OpenCL 1.0: The Road to Pervasive GPU Computingby Derek Wilson on December 31, 2008 6:40 PM EST
- Posted in
Why is Parallel Computing Hard?
There are plenty of issues with parallel programming. Breaking up the problem is often the most important and complex step, especially when the parallelism is not obvious. As we are rooted in a world of sequential programming, conceptualizing the parallelization of tasks that lend themselves to sequential programming is tough. This can require not only the reworking of code, but redesigning the entire process of solving a problem.
Even in problems that lend themselves to parallelism, exploiting the parallelism can be tough. Even if you know the best and fastest algorithm for solving a data parallel problem, it isn't always possible to translate that to an efficient program. For instance, if I want to multiply two matrices with 100k x 100k dimentions, I can't just spawn all the threads I would need. If I were using POSIX threads to calculate one cell of the result matrix each, I would spend more time creating threads and allocating resources than actually doing the computation. I've got to take the resources I have and use them to the best of my ability. Though I can do matrix multiplication in parallel, I have to be careful about how I break up the problem and I can't exploit all the parallelism possible because of the tools I normally work with.

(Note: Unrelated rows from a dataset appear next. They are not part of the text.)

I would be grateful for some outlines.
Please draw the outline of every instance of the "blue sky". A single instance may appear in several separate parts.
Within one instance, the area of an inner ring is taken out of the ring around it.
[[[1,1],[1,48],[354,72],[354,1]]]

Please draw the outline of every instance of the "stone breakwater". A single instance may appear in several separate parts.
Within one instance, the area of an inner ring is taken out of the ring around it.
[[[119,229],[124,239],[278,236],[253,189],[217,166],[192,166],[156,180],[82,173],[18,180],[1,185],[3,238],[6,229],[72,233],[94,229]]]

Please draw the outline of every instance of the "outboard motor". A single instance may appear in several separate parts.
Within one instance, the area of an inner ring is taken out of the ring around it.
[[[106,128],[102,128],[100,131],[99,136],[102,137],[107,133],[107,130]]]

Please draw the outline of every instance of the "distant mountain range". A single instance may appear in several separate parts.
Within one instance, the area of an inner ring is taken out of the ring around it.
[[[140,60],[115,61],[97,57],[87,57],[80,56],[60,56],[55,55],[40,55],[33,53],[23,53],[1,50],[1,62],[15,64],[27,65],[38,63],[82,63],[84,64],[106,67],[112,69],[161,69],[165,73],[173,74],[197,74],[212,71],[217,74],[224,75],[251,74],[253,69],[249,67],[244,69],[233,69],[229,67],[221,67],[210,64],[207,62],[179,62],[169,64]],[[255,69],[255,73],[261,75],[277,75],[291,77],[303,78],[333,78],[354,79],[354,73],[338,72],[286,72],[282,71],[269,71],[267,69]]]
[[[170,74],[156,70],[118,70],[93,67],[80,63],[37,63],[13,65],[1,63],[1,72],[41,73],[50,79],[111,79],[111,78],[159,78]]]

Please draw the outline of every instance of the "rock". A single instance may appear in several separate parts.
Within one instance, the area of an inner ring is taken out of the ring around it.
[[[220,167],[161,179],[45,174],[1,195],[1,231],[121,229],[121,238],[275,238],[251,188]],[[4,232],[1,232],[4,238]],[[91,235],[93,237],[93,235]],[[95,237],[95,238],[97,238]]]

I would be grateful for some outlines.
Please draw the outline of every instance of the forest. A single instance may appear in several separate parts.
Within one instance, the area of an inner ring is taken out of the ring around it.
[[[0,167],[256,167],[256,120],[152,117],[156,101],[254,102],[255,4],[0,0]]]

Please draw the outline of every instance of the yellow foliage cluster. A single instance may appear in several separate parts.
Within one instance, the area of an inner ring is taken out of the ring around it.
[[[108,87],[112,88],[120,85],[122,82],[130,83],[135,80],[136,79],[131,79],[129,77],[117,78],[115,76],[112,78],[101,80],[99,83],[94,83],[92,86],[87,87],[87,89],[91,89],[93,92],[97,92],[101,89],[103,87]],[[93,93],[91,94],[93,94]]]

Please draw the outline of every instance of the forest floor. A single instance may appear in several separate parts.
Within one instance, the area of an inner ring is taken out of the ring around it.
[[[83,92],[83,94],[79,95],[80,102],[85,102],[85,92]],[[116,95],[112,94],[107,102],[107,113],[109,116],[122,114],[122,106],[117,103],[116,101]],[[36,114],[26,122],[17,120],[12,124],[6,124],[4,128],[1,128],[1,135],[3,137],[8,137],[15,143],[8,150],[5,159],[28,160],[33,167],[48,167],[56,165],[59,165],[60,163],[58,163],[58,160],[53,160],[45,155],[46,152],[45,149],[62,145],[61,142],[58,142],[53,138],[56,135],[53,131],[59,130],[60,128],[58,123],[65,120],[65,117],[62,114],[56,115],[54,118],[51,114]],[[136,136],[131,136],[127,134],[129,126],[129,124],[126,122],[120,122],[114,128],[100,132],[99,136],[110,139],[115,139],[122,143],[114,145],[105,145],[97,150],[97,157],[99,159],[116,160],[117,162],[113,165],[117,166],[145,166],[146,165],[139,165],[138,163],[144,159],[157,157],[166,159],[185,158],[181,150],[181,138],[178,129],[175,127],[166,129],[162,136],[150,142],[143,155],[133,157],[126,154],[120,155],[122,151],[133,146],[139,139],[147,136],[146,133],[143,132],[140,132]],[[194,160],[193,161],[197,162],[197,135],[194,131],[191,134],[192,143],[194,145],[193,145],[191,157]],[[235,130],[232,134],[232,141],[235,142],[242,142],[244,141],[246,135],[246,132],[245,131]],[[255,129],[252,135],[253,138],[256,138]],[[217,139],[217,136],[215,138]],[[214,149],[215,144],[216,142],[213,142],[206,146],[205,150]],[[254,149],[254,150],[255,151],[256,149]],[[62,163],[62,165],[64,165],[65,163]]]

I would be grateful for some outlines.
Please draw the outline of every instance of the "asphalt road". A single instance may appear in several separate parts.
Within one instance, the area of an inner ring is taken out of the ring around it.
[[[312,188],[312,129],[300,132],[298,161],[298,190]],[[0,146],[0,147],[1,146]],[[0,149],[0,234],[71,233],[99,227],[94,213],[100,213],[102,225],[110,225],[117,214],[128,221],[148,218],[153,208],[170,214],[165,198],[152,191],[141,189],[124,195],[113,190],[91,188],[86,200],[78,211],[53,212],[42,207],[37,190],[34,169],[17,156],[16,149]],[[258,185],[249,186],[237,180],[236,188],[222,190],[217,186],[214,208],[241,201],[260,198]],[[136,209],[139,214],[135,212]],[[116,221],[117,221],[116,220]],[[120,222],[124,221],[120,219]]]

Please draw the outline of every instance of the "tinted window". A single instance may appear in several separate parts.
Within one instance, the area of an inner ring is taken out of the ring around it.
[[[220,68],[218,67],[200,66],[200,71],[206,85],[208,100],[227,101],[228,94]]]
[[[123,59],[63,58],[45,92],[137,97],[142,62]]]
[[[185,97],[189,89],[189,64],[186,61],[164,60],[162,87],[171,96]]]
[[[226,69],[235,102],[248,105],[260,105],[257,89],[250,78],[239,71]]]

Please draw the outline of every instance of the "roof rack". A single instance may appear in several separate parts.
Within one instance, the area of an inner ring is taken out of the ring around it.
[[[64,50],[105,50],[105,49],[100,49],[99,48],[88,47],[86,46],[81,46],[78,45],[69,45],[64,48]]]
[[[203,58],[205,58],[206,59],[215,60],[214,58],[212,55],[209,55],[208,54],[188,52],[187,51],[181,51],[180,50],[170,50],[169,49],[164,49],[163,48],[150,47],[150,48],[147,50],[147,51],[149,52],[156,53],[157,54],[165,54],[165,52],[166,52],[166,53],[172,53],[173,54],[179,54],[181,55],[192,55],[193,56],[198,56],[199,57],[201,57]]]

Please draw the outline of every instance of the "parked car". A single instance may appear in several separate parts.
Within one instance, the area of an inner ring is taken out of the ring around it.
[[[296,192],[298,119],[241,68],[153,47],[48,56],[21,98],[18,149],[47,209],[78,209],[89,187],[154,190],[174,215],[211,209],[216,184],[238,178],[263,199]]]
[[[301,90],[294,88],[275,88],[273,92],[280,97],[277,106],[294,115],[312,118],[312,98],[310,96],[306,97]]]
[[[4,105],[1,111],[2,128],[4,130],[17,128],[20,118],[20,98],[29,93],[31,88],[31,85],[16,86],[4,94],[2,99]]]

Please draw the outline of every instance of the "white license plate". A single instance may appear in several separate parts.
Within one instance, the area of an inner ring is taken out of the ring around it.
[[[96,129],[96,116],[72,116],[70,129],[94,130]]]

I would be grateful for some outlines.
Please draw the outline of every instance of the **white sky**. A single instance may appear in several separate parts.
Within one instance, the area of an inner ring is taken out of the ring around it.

We are also limited in terms of hardware resources. With only a few processors available for general purpose programming, even if the software overhead weren't an issue we couldn't actually get any speed up from parallelizing beyond a certain point. This not only means that we can't exploit tons of parallelism even if the algorithm lends itself to it and this discourages programmers from thinking in terms of parallelism.
How Does OpenCL Help?
What if we had not only a pool of hardware resources hundreds wide that could handle thousands of threads in flight at a time with no software overhead? Well, we do: it's called a GPU. And if we could use the GPU for processing, then we could spawn a bunch of threads and really chew through the matrix multiplication we talked about earlier (or whatever). We might still have to be concerned about how many hardware resources we have in order to best map the problem to the specific device in the system. And we still have the problem of actually spawning, managing and running threads on the GPU hardware.
But what if we could write a special function, called a kernel, that can instantly be spawned hundreds or thousands or millions of times and run on different data all without needing to handle creating and managing all the threads ourselves. And what if we didn't need to worry about how to break up our problem and left actually determining how to handle allocating threads to the runtime? Well, now we have a solution: that's OpenCL.
The GPU is the vehicle for exploiting data parallelism. But before now our vehicle has run like a train on a track called real-time 3D graphics acceleration. OpenCL removes the track and the limitations and builds in a steering wheel developers can use to take the GPU (and other parallel devices) anywhere a programmer can imagine.